McDonald's Getting Serious About Its Coffee
SCHILLER PARK, IL - JULY 23: A coffee beverage sits on a table at a McDonald's restaurant July 23, 2008 in Schiller Park, Illinois. McDonald's Corp., the world's largest restaurant chain, today posted a second-quarter net profit of 1.19 billion dollars. (Photo by Scott Olson/Getty Images)
SCHILLER PARK, IL - JULY 23: A coffee beverage sits on a table at a McDonald's restaurant July 23, 2008 in Schiller Park, Illinois. McDonald's Corp., the world's largest restaurant chain, today posted a second-quarter net profit of 1.19 billion dollars. (Photo by Scott Olson/Getty Images)

Do you like the taste of McDonald's coffee, but dislike how convenient it is to buy coffee already-brewed? You may be in luck. BurgerBusiness reports that the fast food chain could soon start selling its coffee beans in packages for home brewing.

The evidence for BurgerBusiness's theory comes in the form of a trademark application McDonald's filed on Sept. 18. The blog sought, but did not obtain, confirmation for the product launch from McDonald's PR.
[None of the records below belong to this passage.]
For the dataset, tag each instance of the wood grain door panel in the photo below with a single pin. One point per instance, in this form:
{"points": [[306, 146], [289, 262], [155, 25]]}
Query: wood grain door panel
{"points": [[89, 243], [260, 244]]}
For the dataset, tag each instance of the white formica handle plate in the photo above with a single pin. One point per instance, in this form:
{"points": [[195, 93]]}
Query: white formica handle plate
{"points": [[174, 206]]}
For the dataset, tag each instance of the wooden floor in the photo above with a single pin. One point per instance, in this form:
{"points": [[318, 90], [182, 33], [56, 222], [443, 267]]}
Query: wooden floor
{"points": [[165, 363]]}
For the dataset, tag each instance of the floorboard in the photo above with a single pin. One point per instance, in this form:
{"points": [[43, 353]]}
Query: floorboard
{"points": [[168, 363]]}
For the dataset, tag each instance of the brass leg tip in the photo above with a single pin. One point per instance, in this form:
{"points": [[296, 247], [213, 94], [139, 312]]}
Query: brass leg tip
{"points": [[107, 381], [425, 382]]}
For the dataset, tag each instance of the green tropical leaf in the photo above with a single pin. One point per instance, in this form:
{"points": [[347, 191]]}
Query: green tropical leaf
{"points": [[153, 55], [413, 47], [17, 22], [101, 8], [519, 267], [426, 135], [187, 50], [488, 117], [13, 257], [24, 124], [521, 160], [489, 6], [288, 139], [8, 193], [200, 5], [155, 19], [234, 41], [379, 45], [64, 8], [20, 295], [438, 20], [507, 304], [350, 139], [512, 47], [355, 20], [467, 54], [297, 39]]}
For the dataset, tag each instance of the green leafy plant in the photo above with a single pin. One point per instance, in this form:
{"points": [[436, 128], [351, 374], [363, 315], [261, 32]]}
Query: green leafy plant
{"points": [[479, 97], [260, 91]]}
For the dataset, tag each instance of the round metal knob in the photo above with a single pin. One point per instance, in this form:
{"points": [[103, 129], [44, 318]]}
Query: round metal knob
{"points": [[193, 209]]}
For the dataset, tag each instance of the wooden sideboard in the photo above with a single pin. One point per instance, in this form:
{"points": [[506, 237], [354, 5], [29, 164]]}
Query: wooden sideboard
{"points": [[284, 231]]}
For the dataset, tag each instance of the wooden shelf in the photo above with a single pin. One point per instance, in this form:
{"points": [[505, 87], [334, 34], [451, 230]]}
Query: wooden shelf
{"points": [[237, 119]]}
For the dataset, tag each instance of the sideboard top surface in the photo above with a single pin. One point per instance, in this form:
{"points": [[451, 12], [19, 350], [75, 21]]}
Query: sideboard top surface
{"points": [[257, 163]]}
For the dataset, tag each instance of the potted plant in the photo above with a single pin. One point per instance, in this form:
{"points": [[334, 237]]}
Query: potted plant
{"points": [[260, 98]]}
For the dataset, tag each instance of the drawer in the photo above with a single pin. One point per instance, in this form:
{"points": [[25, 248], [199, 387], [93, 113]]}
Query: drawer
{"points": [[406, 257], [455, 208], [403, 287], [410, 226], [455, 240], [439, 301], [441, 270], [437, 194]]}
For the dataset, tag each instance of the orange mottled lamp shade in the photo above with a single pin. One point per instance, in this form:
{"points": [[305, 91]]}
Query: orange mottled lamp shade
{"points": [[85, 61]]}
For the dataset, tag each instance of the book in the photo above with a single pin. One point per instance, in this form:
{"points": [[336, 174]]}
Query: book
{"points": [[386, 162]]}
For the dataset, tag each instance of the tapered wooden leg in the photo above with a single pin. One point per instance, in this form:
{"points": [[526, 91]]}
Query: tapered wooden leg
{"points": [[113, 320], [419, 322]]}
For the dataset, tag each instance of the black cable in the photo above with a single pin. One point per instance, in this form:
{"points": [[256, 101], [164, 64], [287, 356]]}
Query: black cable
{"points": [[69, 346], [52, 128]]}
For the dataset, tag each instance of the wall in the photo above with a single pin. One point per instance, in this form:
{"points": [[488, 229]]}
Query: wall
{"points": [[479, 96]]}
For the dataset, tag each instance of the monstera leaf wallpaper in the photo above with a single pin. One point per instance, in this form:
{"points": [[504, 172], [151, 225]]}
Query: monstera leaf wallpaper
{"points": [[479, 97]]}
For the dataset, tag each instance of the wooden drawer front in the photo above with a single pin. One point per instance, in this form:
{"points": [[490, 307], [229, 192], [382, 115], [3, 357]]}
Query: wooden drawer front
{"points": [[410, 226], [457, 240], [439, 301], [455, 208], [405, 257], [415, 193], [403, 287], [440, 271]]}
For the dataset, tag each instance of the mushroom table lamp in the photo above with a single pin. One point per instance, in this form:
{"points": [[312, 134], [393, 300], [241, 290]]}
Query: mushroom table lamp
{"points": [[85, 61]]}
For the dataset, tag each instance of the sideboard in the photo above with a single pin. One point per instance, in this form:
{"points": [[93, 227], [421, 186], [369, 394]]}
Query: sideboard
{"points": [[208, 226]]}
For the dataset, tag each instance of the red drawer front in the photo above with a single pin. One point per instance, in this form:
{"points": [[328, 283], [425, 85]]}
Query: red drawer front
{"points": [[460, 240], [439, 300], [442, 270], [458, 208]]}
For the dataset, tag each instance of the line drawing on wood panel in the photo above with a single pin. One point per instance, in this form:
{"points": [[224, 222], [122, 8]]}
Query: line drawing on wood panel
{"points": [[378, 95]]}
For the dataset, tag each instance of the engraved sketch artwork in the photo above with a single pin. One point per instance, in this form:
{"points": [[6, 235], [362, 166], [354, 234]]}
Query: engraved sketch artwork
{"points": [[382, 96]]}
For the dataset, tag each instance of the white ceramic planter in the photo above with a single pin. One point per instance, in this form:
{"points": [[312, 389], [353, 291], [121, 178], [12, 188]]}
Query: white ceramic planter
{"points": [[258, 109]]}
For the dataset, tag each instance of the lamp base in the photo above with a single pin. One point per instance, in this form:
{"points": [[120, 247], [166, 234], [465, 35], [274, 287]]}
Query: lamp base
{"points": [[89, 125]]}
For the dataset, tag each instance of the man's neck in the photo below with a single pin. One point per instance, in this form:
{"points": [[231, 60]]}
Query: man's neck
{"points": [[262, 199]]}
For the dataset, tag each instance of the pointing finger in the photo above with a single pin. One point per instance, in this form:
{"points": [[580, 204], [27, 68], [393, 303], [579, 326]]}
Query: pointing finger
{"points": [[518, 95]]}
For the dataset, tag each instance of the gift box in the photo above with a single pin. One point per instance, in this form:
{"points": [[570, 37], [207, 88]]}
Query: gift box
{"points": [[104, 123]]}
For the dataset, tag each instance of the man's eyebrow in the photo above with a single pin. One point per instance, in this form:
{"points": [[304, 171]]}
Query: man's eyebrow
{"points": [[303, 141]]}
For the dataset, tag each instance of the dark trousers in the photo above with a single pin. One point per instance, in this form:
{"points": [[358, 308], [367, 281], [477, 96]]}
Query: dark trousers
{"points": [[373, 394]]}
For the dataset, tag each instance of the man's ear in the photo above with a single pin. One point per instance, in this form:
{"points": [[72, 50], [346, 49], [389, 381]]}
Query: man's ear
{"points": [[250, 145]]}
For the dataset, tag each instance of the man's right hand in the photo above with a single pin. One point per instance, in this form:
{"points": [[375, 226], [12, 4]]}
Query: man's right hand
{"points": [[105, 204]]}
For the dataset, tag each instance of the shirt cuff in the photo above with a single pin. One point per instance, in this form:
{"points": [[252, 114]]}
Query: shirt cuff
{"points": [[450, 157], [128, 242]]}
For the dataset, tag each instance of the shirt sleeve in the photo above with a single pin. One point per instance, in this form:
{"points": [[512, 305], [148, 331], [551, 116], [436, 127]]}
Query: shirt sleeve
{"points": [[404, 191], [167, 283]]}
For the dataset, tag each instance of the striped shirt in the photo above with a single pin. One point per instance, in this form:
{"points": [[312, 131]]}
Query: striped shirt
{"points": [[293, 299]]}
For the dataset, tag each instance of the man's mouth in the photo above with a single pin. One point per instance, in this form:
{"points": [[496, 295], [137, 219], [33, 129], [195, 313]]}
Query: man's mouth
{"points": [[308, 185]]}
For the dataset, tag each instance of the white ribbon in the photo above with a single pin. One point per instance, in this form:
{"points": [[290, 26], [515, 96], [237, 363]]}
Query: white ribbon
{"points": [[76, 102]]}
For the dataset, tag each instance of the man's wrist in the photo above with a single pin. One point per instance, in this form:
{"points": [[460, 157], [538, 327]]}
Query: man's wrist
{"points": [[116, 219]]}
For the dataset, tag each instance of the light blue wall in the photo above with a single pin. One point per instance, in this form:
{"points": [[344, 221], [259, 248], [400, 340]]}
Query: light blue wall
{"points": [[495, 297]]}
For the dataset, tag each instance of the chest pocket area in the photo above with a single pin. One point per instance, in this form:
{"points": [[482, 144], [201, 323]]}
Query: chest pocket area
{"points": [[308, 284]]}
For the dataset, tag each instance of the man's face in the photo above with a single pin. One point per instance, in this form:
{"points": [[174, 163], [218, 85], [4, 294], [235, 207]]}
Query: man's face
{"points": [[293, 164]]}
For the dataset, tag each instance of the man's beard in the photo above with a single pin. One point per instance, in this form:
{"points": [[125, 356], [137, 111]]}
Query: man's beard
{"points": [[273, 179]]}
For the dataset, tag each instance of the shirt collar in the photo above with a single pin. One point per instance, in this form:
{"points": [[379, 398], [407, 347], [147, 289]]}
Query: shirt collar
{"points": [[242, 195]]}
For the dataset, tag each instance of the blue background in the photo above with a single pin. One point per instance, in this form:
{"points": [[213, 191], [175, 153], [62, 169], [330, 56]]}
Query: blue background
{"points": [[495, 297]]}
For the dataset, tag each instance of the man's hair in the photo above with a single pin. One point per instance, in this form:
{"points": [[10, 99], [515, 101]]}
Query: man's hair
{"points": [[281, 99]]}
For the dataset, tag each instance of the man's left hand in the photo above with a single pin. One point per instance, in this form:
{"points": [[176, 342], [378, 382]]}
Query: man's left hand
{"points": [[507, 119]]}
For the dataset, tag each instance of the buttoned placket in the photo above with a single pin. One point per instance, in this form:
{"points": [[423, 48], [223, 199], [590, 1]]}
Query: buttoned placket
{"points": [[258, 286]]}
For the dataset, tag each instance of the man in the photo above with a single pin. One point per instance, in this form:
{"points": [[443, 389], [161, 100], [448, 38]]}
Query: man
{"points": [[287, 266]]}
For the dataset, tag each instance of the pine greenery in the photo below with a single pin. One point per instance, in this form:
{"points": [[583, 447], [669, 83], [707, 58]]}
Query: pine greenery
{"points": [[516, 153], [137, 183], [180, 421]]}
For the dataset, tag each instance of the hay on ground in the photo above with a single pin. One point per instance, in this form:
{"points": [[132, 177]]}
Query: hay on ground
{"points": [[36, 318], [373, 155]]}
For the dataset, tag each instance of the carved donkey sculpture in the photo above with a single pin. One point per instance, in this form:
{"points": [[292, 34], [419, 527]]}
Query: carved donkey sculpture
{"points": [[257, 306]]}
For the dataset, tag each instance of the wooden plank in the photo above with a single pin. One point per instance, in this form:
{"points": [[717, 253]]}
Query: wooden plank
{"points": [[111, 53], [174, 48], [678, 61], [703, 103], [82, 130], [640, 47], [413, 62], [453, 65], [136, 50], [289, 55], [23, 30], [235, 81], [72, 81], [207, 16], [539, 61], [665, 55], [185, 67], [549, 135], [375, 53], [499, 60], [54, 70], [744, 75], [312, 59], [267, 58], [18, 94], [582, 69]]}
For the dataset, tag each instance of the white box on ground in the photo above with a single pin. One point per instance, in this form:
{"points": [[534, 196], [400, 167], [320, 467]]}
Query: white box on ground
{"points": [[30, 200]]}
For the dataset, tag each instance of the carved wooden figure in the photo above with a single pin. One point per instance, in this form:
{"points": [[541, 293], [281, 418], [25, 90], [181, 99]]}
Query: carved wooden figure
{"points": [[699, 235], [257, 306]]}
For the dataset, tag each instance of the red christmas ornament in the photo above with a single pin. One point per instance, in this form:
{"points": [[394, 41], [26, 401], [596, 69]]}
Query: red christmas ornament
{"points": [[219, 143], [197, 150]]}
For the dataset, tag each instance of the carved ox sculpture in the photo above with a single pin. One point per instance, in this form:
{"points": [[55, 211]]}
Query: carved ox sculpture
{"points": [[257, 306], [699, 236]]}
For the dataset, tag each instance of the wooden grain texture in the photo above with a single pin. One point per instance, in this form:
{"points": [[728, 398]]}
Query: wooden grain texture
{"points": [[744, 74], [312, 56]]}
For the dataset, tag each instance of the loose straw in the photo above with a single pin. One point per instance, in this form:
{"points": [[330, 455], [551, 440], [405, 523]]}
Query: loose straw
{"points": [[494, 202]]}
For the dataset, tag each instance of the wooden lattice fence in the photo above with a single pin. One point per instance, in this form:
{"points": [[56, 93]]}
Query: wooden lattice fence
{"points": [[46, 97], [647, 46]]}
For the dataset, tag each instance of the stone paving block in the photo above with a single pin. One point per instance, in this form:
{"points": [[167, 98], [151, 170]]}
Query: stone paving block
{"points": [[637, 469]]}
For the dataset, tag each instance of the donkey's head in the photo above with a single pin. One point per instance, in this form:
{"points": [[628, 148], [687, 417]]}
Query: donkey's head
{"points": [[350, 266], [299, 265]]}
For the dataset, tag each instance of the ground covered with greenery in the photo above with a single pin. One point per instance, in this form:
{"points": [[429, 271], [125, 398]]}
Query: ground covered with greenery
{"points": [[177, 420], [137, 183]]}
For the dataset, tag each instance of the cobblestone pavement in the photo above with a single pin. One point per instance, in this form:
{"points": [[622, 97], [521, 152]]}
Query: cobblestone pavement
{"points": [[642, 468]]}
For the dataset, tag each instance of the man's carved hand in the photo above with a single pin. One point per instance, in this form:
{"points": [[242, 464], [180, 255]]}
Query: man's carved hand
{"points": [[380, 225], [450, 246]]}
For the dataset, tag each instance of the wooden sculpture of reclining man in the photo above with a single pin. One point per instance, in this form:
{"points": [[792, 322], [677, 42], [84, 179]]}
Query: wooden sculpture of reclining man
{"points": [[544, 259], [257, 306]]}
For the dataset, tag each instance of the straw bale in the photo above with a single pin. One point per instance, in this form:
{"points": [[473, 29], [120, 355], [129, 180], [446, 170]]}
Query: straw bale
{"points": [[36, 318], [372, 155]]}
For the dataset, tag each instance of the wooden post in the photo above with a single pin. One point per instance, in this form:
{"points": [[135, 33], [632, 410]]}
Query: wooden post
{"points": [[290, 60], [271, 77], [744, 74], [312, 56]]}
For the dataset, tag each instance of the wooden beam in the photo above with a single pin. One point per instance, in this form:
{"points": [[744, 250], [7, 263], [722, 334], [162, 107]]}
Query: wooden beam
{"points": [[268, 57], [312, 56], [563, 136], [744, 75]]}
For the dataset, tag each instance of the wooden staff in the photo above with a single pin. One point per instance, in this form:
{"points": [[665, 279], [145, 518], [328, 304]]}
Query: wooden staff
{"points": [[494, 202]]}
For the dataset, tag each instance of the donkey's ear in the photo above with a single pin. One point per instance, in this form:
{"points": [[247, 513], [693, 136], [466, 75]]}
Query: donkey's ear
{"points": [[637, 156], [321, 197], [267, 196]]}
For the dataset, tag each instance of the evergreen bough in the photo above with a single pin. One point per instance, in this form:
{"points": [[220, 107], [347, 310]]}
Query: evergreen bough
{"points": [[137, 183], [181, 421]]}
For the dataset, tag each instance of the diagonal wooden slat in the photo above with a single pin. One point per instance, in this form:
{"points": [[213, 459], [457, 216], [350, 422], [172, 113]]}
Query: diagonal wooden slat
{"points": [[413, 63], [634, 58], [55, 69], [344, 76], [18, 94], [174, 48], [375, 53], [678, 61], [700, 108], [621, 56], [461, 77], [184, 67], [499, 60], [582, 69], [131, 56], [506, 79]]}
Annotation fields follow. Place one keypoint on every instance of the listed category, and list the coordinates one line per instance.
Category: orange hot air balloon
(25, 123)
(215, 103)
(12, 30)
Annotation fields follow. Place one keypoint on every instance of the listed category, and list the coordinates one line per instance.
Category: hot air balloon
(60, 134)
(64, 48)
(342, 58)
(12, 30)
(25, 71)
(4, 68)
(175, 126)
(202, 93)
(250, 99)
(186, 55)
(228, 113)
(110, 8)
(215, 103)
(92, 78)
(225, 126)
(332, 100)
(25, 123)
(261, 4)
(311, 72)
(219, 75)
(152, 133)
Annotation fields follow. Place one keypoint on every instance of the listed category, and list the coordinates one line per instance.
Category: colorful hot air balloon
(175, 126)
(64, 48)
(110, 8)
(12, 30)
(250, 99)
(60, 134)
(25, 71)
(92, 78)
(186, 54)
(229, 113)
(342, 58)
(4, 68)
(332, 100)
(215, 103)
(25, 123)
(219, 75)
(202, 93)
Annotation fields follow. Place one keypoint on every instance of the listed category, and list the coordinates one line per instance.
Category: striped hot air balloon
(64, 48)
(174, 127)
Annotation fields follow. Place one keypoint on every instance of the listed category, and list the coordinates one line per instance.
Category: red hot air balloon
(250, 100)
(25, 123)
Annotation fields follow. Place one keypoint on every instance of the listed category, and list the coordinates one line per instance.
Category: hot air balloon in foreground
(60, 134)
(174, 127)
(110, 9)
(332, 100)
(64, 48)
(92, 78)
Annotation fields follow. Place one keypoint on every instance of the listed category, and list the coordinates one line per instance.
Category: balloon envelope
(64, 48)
Still, the trademark application alone is a sign of how seriously McDonald's takes coffee these days. Since the mid-aughts, the company has made a concerted push to challenge the dominance of Starbucks and Dunkin' Donuts in the brewed coffee market. The company's efforts boosted McDonald's market share from two percent in 2004 to six percent in 2010.

The market for packaged beans is already very competitive. Coffee-focused Starbucks and Green Mountain Coffee are two of the five biggest players, according to a August 2012 report by IBISWorld. But multinational food giants Smuckers, Kraft and Nestle are also in the fray, through their Folgers, Maxwell House and Nescafe brands respectively. That means it will be hard for any new entrant, even the world's biggest fast-food chain, to break in.

But the at-home coffee market is worth $10 billion annually in the US alone, with a profit margin near 30 percent. And it's growing at an estimated 5 percent a year. That's such a big pie that even a tiny sliver could be tremendously lucrative for McDonald's.